7. The method of claim 6, wherein determining a plurality of feature vectors based on the associated face and body positions comprises:

and determining the characteristic vectors which respectively correspond to at least one preset action type and point to the associated human body position by the human face position to obtain the plurality of characteristic vectors.

8. The method of claim 6 or 7, wherein the determining the target action type for each of the at least one person based on the plurality of feature vectors comprises:

normalizing the plurality of feature vectors corresponding to each person to obtain a normalized value of each feature vector;

taking the feature vector corresponding to the maximum normalization value of each person as the target feature vector of each person;

and taking the action type corresponding to the target feature vector as the target action type of each character.

9. The method according to any one of claims 1 to 8, wherein the performing, on the scene image, different part detection of an object, association of different parts in the same object, and motion recognition of the object, and determining at least one object included in the scene image and a target motion type of each object in the at least one object comprises:

determining a target position of each part of each object on the scene image through an object detection model, and then associating the target positions of different parts belonging to the same object;

and determining at least one object included in the scene image and a target action type of each object in the at least one object according to the target positions of the associated different parts through the object detection model.

10. The method of claim 9, further comprising:

determining a label type in the sample image set; the label type comprises at least one of a face position label, a human body position label, an incidence relation label between the face position and the human body position, and an action identification label between the human body position and the action type;

and respectively training branches corresponding to the label types in a preset model by adopting the sample image set to obtain the object detection model.

11. The method according to any one of claims 1-10, further comprising:

and determining the accumulated detection result of the action which is made by each object in a set time period and is matched with the target action type.

12. The method of claim 11, wherein the scene image comprises a scene image captured in a classroom, the object comprises a teaching object, and the target action type comprises at least one action type in a teaching task.

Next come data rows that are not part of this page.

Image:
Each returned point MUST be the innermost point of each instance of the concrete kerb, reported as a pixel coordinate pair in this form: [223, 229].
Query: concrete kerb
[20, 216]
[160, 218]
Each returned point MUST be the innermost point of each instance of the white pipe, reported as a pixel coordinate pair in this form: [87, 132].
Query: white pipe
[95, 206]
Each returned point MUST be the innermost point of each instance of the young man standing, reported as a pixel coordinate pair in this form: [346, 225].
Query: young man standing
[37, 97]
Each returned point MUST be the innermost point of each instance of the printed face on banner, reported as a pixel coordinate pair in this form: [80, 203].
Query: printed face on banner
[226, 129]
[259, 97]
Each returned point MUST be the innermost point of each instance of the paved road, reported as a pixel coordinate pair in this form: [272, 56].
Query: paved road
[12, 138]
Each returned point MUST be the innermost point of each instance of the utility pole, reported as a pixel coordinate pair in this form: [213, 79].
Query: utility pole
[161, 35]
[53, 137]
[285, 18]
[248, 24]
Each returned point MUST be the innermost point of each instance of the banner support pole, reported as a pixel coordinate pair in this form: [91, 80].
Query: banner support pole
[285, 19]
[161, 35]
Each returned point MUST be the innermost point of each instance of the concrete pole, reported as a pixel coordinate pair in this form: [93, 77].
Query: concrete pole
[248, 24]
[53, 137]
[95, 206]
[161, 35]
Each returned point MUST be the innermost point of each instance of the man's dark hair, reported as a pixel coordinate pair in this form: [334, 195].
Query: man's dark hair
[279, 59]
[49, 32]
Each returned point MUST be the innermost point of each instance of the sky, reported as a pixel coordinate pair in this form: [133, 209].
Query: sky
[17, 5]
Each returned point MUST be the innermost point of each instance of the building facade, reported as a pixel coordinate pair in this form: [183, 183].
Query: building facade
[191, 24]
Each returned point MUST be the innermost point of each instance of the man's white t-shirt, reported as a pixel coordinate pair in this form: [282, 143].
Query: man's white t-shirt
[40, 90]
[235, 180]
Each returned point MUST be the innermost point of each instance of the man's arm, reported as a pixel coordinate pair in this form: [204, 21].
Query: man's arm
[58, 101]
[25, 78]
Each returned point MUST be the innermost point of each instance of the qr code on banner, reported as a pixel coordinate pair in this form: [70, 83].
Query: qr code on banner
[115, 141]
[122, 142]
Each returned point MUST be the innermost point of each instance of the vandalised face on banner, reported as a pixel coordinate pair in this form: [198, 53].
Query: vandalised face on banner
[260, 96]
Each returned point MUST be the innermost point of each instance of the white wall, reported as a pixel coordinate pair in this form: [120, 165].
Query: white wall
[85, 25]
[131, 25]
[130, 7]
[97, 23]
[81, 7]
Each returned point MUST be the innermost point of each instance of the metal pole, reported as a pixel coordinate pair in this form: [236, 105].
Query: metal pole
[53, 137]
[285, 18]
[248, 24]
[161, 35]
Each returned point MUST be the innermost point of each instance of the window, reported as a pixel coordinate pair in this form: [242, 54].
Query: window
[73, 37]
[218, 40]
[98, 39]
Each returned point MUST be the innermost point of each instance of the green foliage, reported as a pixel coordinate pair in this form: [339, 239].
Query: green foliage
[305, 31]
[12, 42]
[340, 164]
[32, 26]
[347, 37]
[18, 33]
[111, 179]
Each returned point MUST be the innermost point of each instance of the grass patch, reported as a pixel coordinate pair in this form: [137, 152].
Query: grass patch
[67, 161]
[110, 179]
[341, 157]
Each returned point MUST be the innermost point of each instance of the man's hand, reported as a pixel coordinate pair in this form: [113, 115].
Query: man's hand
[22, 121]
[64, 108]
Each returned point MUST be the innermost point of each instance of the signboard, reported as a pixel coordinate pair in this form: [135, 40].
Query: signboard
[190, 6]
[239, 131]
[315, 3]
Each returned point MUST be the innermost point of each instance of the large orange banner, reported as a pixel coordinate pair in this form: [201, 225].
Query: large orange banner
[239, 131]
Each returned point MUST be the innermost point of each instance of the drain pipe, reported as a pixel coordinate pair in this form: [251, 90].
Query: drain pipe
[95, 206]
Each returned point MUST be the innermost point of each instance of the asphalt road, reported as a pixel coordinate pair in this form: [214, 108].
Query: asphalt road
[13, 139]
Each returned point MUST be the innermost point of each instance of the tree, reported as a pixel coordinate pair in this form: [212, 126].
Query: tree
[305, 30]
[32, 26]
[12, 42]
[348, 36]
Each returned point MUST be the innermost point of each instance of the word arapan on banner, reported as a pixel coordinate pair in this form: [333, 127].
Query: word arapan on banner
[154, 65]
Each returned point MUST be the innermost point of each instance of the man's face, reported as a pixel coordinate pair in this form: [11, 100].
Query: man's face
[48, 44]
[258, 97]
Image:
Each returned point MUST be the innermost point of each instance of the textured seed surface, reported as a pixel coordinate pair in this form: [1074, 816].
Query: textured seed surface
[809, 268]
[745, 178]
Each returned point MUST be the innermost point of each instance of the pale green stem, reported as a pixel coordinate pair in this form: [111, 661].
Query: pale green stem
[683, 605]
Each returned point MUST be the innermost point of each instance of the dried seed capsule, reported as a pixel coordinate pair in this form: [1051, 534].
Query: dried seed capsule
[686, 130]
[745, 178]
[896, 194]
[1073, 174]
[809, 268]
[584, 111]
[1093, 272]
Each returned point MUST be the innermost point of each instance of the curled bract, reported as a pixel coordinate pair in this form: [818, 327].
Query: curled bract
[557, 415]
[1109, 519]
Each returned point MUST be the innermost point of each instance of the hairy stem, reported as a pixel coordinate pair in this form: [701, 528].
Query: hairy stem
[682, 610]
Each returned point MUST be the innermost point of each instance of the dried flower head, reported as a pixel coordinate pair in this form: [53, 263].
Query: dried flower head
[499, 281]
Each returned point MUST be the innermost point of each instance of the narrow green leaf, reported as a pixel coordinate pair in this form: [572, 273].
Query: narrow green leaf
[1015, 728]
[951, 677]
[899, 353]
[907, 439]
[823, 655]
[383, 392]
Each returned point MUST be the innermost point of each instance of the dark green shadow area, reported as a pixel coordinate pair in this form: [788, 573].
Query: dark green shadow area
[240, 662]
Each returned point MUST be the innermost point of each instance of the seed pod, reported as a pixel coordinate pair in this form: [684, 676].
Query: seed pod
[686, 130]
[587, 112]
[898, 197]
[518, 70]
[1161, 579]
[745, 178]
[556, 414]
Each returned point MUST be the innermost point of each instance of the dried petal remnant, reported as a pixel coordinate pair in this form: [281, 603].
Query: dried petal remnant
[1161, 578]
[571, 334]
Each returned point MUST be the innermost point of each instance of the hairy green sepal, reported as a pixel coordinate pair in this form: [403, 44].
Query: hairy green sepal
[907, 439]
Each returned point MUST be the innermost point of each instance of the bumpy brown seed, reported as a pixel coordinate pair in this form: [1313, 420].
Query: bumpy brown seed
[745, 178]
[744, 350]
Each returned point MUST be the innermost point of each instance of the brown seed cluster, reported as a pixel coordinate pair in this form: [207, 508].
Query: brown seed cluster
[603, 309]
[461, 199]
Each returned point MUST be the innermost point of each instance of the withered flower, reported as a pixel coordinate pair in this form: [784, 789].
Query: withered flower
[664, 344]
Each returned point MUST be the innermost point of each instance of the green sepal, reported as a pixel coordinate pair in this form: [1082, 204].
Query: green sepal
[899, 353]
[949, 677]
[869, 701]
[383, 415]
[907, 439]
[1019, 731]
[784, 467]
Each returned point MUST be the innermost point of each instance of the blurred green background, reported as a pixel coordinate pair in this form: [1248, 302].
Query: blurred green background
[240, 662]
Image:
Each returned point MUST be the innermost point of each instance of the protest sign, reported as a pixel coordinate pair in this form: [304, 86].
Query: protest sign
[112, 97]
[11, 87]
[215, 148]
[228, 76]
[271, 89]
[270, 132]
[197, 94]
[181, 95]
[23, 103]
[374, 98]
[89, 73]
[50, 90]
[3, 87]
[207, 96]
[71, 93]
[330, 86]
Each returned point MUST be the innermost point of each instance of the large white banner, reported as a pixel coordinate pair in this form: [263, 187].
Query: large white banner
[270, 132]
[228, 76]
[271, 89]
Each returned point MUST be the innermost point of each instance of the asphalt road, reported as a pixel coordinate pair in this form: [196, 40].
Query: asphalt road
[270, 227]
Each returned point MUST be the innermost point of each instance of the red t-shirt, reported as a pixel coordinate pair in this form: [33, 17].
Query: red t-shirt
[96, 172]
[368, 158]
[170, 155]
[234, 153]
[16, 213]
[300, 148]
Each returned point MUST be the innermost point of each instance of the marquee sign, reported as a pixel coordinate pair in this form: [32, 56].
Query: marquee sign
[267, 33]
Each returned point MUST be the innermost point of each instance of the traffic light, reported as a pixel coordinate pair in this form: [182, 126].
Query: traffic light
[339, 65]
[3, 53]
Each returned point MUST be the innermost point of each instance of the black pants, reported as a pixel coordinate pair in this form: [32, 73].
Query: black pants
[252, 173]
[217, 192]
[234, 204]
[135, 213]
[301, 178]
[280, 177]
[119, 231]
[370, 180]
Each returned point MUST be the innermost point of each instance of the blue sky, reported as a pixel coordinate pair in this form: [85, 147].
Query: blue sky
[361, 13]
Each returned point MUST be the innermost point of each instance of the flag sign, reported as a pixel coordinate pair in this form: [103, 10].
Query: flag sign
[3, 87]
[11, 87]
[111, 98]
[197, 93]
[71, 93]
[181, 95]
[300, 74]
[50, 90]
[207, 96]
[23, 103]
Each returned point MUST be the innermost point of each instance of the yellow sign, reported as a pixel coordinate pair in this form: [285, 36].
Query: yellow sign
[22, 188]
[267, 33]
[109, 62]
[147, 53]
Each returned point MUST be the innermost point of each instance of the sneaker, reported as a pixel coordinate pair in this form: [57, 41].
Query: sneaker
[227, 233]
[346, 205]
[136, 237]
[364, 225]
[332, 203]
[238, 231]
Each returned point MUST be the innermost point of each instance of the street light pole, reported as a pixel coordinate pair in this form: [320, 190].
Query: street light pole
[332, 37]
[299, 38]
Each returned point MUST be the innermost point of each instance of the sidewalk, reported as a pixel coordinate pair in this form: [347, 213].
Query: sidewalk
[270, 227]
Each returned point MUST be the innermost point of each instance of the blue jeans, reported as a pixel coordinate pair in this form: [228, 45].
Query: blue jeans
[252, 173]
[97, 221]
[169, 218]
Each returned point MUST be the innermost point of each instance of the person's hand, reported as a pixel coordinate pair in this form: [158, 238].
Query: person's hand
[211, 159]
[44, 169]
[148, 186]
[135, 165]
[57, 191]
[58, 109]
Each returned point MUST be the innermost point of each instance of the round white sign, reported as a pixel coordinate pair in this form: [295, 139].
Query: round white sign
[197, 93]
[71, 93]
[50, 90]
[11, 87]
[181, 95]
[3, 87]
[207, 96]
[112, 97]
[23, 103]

13. An action recognition device, characterized in that the device comprises:

the image acquisition module is used for acquiring a scene image;

and the action recognition module is used for detecting different parts of the object, associating different parts in the same object and recognizing the action of the object on the scene image, and determining at least one object included in the scene image and the target action type of each object in the at least one object.

14. A computer-readable storage medium, characterized in that the storage medium stores a computer program for executing the motion recognition method according to any one of claims 1 to 12.

15. An action recognition device, comprising:

a processor;

a memory for storing the processor-executable instructions;

wherein the processor is configured to invoke executable instructions stored in the memory to implement the action recognition method of any of claims 1-12.